Netherlands-based holding company Ingka Group has increased its Australian renewable energy capacity by purchasing three solar farms in regional New South Wales (NSW) from the Australian arm of German PV developer Enerparc in a deal valued at approximately $250 million (USD 168 million).
Enerparc said the portfolio includes two operational solar farms at Trundle and Peak Hill, near Parkes, in central-west New South Wales (NSW), with a cumulative capacity of 13.3 MWp.

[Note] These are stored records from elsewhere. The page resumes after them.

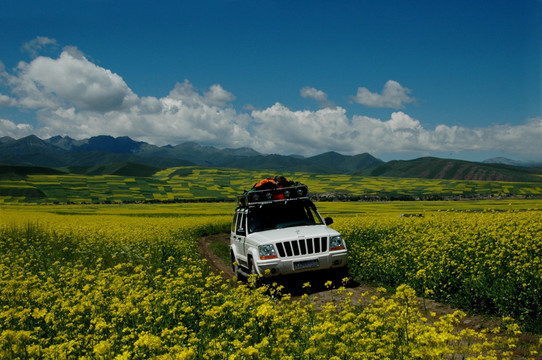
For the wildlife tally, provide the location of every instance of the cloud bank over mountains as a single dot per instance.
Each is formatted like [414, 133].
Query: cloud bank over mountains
[73, 96]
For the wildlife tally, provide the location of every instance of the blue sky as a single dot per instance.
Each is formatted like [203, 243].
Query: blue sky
[399, 80]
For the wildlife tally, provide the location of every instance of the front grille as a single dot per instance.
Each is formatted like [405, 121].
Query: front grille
[302, 247]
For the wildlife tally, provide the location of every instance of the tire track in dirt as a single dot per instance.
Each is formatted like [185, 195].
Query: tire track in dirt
[361, 293]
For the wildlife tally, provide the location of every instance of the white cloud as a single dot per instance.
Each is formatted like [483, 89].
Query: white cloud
[393, 96]
[7, 101]
[33, 47]
[70, 80]
[318, 95]
[72, 96]
[217, 96]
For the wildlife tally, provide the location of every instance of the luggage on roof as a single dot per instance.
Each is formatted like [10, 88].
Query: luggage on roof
[272, 189]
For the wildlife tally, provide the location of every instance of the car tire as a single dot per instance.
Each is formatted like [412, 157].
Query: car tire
[235, 268]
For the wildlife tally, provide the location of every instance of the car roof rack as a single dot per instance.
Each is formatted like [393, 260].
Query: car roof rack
[273, 195]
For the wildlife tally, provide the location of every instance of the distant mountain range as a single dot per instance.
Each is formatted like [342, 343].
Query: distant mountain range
[124, 156]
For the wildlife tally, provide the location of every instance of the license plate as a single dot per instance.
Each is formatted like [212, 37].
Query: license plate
[306, 264]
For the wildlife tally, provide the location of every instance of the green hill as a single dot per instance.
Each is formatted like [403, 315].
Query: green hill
[436, 168]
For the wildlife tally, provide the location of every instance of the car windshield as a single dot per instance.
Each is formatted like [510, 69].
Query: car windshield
[282, 215]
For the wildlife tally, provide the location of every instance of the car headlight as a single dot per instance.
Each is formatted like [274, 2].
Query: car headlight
[336, 243]
[267, 252]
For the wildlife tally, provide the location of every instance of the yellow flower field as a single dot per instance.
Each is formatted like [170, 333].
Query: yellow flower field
[129, 283]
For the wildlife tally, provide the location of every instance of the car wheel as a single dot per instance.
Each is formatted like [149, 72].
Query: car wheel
[235, 268]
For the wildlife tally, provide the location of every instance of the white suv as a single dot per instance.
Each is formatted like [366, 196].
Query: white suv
[279, 231]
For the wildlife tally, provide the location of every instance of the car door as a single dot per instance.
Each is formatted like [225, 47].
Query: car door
[238, 236]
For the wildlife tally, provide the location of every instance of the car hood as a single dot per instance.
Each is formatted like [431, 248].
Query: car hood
[292, 233]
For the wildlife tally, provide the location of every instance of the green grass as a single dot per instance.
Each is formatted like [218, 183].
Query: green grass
[197, 183]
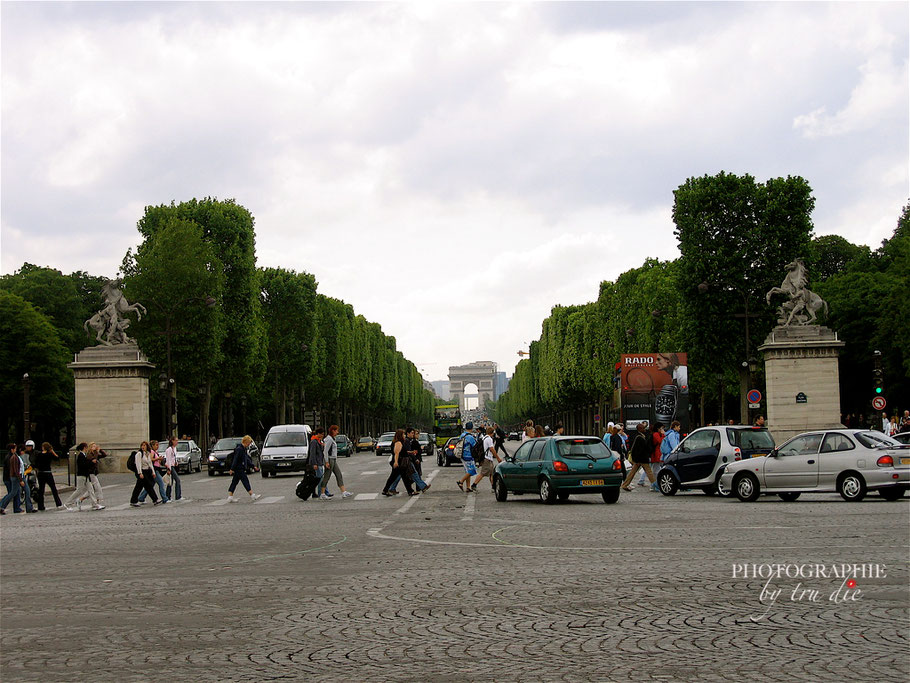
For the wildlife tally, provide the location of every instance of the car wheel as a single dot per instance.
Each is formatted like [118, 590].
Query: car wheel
[851, 487]
[499, 488]
[746, 487]
[610, 496]
[667, 483]
[546, 491]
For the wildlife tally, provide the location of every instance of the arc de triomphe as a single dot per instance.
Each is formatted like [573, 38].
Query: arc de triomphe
[482, 373]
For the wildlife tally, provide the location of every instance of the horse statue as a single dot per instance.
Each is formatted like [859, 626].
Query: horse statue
[804, 304]
[111, 321]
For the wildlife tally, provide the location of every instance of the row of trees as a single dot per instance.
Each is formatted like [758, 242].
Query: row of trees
[735, 237]
[261, 342]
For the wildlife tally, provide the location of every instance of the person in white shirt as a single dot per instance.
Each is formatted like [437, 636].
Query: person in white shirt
[490, 458]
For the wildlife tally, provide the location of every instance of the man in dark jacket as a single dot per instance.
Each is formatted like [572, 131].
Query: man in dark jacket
[242, 464]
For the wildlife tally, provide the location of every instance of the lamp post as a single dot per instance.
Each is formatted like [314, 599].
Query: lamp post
[26, 417]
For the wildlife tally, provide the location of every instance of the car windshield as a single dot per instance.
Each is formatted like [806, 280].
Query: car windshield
[226, 444]
[582, 448]
[875, 439]
[750, 437]
[286, 439]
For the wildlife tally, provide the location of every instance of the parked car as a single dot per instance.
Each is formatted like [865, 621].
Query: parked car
[848, 461]
[189, 456]
[427, 445]
[365, 443]
[697, 462]
[558, 466]
[449, 453]
[222, 455]
[285, 450]
[384, 443]
[345, 447]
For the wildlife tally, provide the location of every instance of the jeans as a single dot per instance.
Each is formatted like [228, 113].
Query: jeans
[160, 481]
[175, 482]
[12, 494]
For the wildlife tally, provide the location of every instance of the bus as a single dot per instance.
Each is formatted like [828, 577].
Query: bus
[447, 423]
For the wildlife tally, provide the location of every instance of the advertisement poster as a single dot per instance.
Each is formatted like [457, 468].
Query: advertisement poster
[655, 388]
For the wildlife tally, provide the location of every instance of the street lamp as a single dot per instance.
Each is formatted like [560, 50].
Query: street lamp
[26, 417]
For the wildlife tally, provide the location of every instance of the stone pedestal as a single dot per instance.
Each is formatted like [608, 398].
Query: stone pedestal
[802, 380]
[112, 400]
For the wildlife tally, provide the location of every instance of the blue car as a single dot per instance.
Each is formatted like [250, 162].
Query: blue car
[556, 467]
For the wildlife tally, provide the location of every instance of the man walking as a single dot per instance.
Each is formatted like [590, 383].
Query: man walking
[467, 460]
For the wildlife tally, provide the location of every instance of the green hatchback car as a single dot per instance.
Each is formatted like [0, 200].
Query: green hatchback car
[559, 466]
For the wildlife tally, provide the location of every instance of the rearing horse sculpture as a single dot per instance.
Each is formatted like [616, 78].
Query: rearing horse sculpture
[804, 304]
[111, 321]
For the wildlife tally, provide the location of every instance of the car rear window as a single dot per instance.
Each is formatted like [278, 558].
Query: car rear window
[286, 439]
[750, 438]
[582, 448]
[873, 439]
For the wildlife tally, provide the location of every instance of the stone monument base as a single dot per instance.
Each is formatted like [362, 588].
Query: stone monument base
[802, 380]
[112, 400]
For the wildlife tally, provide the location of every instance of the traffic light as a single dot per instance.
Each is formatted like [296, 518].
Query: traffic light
[877, 377]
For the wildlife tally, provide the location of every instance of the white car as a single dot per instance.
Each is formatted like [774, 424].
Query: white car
[849, 461]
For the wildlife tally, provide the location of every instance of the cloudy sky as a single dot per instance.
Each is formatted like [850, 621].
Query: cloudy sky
[515, 154]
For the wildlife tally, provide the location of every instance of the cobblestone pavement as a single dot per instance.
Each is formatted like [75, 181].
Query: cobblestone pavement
[448, 586]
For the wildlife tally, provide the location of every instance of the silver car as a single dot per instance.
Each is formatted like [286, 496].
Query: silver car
[848, 461]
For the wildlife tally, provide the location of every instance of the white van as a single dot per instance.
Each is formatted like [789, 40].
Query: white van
[285, 449]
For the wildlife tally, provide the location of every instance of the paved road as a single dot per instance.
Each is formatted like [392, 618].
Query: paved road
[447, 586]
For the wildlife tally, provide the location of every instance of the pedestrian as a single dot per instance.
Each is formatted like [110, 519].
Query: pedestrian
[94, 455]
[490, 458]
[43, 462]
[145, 478]
[400, 464]
[330, 453]
[13, 480]
[467, 460]
[84, 487]
[170, 463]
[158, 471]
[242, 464]
[640, 453]
[657, 439]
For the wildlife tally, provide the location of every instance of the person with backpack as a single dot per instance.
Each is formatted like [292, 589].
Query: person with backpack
[140, 464]
[486, 450]
[467, 458]
[242, 464]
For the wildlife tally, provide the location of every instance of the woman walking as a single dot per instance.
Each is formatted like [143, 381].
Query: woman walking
[145, 478]
[640, 453]
[43, 462]
[239, 467]
[400, 465]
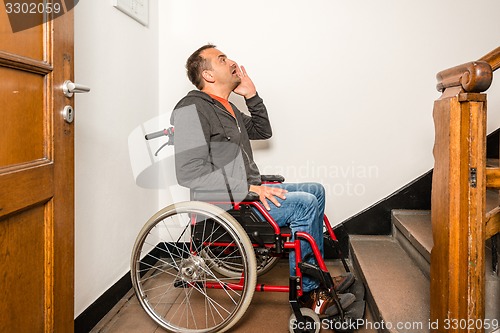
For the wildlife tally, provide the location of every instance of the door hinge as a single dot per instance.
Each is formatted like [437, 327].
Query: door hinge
[473, 177]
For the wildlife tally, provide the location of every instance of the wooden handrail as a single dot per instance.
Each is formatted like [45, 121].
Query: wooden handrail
[460, 223]
[493, 59]
[475, 76]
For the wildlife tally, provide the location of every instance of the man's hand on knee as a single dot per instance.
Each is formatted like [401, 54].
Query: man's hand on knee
[269, 193]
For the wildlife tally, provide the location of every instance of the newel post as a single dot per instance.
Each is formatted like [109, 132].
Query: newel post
[458, 199]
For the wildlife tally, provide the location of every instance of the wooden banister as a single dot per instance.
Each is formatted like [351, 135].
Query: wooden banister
[493, 59]
[492, 226]
[460, 224]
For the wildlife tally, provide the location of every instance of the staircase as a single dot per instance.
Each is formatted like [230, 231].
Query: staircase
[434, 272]
[396, 271]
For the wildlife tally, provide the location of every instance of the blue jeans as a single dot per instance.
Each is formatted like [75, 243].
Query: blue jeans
[302, 210]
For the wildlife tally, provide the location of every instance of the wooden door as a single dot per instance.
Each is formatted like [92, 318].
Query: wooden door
[36, 176]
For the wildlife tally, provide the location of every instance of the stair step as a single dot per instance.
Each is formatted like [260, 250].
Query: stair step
[397, 290]
[413, 229]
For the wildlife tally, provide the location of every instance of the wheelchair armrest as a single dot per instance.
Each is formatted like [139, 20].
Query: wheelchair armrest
[221, 196]
[272, 179]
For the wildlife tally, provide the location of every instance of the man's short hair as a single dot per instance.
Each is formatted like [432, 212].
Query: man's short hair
[196, 64]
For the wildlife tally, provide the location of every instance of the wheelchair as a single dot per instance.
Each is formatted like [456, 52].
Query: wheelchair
[194, 265]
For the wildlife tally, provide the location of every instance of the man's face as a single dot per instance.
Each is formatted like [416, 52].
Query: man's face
[224, 70]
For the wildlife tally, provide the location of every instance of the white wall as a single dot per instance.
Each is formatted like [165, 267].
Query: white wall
[118, 58]
[349, 85]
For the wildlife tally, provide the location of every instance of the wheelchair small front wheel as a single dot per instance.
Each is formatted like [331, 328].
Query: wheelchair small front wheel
[311, 323]
[175, 283]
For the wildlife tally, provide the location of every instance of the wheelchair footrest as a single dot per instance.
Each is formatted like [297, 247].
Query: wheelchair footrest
[314, 271]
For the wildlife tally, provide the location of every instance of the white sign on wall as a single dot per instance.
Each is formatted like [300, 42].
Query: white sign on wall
[136, 9]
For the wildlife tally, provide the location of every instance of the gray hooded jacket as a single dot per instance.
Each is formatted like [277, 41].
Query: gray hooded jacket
[212, 148]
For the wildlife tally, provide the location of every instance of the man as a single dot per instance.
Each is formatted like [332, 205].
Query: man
[220, 159]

It also includes a 180 MWp solar project currently under development that Enerparc said is expected to start producing electricity at the end of 2025.
Although not identified, the only project Enerparc has of this scale in Australia is the 152 MW (AC) Tilbuster Solar Farm being developed north of Armidale in northern NSW.
Enerparc established its Australian operations in 2017 and the managing director of Australian operations, Benjamin Hannig, said the company remains “committed to delivering innovative and sustainable energy solutions in Australia and look forward to advancing further projects of our pipeline in the near future.”
“This transaction is a testament to Enerparc Australia’s success in developing and realising solar projects in NSW led by our team of professionals based in Sydney,” he said. “We are excited about accelerating the energy transition with the prospect of further developments and partnerships in Australia.”
Other projects under development by Enerparc Australia include the 25 MW Innes Park Solar Farm in Queensland, 25 MW Tenterfield Solar Farm in NSW, and 12 MW Carag Carag Solar Farm in Victoria.
Enerparc Chief Executive Officer and Chair Christoph Koeppen said the deal with Ingka aligns with the company’s plan to develop a total of 10 GW solar globally for its own portfolio and another 10 GW of third-party solar projects by 2030.
“These and future Australian projects developed by Enerparc Australia will contribute to this strategy,” he said.
The total production of the three solar farms acquired by Ingka will be approximately 340 GWh per year, which is equivalent to the electricity consumption of about 65,000 Australian households.
Ingka said the output of the solar farms will initially be “steered contractually” towards local Ingka Group operations, and in future to value chain partners and customers.
The solar investment, which follows last month’s acquisition of a 15% stake in stage one of TagEnergy’s planned 756 MW Golden Plains Wind Farm near Geelong in Victoria, is part of Ingka’s global clean energy strategy and its push to becoming a 100% renewable energy organisation by 2025.
Ikea Australia Chief Executive Officer and Chief Sustainability Officer Mirja Viinanen said the new investment in solar would better diversify the company’s renewable portfolio and better match production with consumption.
“In addition to the recently acquired stake in a wind farm in Victoria, this is the next vital step towards reaching 100% renewable energy across all operations,” she said. “We have ambitious targets when it comes to reducing our climate footprint across Ingka Group globally, and meaningful investment like this is leading the way.”
Ingka has committed to invest $10.55 billion (EUR 6.5 billion) in renewable energy projects with the aim of reducing more greenhouse gas emissions across its value chain by 2030. It has already invested more than $4.85 billion in wind and solar projects globally and Ingka Investments Managing Director Peter van der Poel said Australia has been identified as a location with rich potential for renewable investments.
This is the “next step in accelerating our energy production in the Asia and Pacific region,” he said. “With our own solar parks and wind farms, we want to make renewable energy available throughout the IKEA value chain and beyond.”